Looking at the logs in the update folder it seems that it just hangs at the end of the process: https://dpaste.org/nkO02

[1757703513.540035][272:272] CHIP:DIS: SRV record already actively processed.
[1757703516.472866][272:272] CHIP:EM: <<3 [E:45100r with Node: <000000000000000B, 1> S:936 M:216794548] (S) Msg Retransmission to 1:000000000000000B
[1757703516.473331][272:272] CHIP:EM: ??4 [E:45100r with Node: <000000000000000B, 1> S:936 M:216794548] (S) Msg Retransmission to 1:000000000000000B in 7643ms [State:Idle II:16800 AI:2200 AT:300]
[1757703524.117112][272:272] CHIP:EM: <<4 [E:45100r with Node: <000000000000000B, 1> S:936 M:216794548] (S) Msg Retransmission to 1:000000000000000B
[1757703524.117606][272:272] CHIP:EM: ??5 [E:45100r with Node: <000000000000000B, 1> S:936 M:216794548] (S) Msg Retransmission to 1:000000000000000B in 12162ms [State:Idle II:16800 AI:2200 AT:300]
[1757703536.280263][272:272] CHIP:EM: <<5 [E:45100r with Node: <000000000000000B, 1> S:936 M:216794548] (S) Msg Retransmission to 1:000000000000000B
[1757703536.280747][272:272] CHIP:EM: ??6 [E:45100r with Node: <000000000000000B, 1> S:936 M:216794548] (S) Msg Retransmission to 1:000000000000000B in 16795ms [State:Idle II:16800 AI:2200 AT:300]
[1757703552.810798][272:272] CHIP:DL: Select failed: src/system/SystemLayerImplSelect.cpp:714: OS Error 0x02000004: Interrupted system call
[1757703552.810949][272:272] CHIP:ZCL: Emitting ShutDown event 
#

Unfortunately I can't test if the sensor can be updated in other platforms.
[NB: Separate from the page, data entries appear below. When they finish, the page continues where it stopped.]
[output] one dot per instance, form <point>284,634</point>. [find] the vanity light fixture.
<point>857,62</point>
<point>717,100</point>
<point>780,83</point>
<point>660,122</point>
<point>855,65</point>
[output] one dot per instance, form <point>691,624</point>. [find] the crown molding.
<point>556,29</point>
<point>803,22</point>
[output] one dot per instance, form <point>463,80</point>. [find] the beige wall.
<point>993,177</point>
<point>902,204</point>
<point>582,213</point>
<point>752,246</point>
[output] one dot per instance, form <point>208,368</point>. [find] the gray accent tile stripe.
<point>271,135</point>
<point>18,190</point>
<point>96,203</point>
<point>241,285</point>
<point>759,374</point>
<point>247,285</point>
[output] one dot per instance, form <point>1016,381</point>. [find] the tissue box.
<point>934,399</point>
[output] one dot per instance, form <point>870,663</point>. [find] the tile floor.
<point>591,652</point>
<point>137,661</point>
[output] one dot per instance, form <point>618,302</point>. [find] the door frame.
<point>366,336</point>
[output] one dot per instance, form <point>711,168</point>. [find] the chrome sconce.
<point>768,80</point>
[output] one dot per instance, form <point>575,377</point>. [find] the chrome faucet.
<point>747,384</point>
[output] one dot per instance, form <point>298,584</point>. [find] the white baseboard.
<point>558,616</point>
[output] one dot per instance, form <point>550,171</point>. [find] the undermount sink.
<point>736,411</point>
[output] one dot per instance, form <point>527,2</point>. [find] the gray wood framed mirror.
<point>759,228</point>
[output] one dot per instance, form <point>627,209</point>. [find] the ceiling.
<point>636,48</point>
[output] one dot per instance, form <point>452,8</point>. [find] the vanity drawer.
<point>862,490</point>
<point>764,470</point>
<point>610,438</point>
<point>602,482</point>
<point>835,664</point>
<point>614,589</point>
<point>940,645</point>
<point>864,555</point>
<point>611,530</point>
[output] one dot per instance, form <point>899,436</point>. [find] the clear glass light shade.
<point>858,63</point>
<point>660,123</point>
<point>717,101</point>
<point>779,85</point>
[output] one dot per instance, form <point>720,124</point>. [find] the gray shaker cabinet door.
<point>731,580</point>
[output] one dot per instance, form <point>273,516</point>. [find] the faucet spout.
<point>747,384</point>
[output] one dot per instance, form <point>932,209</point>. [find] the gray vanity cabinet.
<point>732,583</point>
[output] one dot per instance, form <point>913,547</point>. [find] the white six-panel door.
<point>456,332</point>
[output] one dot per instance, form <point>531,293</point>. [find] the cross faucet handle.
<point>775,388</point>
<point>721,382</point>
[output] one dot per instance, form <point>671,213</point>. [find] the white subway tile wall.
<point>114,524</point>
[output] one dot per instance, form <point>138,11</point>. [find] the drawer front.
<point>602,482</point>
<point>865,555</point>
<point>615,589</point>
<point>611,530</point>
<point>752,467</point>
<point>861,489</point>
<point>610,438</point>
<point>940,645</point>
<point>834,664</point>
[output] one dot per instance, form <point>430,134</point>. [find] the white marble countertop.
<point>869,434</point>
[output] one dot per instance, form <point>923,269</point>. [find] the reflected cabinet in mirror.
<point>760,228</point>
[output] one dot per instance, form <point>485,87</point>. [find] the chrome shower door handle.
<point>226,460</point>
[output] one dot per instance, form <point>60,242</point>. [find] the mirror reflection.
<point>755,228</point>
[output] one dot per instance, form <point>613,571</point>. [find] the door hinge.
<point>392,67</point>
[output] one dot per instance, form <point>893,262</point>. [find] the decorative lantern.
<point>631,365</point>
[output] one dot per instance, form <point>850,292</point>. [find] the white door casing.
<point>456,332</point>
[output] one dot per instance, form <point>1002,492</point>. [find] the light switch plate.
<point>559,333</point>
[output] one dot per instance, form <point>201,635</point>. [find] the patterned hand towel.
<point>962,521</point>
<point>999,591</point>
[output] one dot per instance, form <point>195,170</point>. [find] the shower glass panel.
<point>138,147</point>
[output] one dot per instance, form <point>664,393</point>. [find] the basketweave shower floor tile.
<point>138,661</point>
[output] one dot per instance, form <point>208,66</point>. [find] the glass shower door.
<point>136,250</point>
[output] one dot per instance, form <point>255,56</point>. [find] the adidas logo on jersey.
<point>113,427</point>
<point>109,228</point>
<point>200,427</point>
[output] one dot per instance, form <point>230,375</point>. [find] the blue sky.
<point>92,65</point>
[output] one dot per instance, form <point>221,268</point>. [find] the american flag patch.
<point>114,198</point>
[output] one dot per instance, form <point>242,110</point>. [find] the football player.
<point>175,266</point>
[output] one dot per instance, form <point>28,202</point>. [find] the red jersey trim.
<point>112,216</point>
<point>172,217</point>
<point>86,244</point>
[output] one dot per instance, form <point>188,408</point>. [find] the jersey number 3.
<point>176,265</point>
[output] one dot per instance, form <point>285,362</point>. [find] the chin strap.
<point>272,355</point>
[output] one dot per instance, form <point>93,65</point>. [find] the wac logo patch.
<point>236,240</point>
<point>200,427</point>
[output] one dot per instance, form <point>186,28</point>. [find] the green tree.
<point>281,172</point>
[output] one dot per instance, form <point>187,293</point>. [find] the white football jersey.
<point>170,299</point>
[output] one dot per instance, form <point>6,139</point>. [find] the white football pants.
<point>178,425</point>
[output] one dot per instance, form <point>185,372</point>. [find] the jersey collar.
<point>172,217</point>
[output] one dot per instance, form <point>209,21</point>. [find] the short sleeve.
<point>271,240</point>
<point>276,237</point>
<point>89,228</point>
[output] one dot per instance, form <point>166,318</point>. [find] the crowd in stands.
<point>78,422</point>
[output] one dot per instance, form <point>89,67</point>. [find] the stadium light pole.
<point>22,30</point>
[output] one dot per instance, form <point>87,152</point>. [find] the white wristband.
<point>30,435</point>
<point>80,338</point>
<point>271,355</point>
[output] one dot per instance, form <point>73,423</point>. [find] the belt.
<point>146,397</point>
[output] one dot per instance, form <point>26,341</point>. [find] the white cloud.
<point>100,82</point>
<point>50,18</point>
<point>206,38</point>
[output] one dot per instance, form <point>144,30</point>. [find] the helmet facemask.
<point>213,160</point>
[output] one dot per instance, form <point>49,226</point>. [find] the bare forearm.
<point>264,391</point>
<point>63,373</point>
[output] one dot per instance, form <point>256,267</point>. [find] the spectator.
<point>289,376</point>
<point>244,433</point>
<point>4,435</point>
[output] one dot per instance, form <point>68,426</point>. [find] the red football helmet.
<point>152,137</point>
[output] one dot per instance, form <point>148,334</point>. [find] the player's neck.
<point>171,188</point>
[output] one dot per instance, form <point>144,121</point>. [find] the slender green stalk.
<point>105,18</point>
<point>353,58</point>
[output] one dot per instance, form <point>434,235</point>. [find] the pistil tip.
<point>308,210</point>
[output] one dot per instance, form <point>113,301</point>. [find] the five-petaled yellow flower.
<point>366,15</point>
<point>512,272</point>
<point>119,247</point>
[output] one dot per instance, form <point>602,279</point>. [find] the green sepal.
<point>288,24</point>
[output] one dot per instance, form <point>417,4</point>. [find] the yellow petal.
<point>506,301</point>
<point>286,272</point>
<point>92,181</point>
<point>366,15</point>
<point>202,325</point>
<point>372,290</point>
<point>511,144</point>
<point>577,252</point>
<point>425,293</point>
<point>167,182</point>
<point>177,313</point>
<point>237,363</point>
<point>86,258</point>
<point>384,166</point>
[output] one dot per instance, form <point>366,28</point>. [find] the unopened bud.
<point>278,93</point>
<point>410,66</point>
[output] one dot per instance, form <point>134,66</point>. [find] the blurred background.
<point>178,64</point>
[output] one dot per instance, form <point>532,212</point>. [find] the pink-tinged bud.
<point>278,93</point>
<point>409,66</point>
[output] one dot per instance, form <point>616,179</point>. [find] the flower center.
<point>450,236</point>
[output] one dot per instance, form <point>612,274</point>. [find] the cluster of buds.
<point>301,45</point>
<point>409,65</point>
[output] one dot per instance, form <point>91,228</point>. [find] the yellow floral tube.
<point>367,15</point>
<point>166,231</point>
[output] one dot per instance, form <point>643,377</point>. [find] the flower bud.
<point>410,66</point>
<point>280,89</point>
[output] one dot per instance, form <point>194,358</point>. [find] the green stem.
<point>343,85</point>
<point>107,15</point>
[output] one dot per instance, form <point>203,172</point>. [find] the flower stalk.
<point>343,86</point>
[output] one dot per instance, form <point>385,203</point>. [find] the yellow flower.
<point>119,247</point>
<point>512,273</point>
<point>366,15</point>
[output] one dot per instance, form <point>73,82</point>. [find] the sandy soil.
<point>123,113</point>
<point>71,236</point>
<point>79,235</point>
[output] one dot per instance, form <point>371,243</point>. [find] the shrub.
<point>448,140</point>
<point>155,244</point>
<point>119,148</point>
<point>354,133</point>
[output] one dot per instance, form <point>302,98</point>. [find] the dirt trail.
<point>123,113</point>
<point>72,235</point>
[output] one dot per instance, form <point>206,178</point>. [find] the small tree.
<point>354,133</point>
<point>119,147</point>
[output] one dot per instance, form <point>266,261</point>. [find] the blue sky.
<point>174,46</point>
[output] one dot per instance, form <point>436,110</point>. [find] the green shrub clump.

Apple Home never reports a new update and I believe Aqara only updates their devices and won't communicate with the DCL

languid ocean
#

interesting. to me this log seems relatively short. I would have expected a log showing 50 to 100 transmitted chunks with a couple of log lines for each chunk. I have seen ota files of 800k and larger.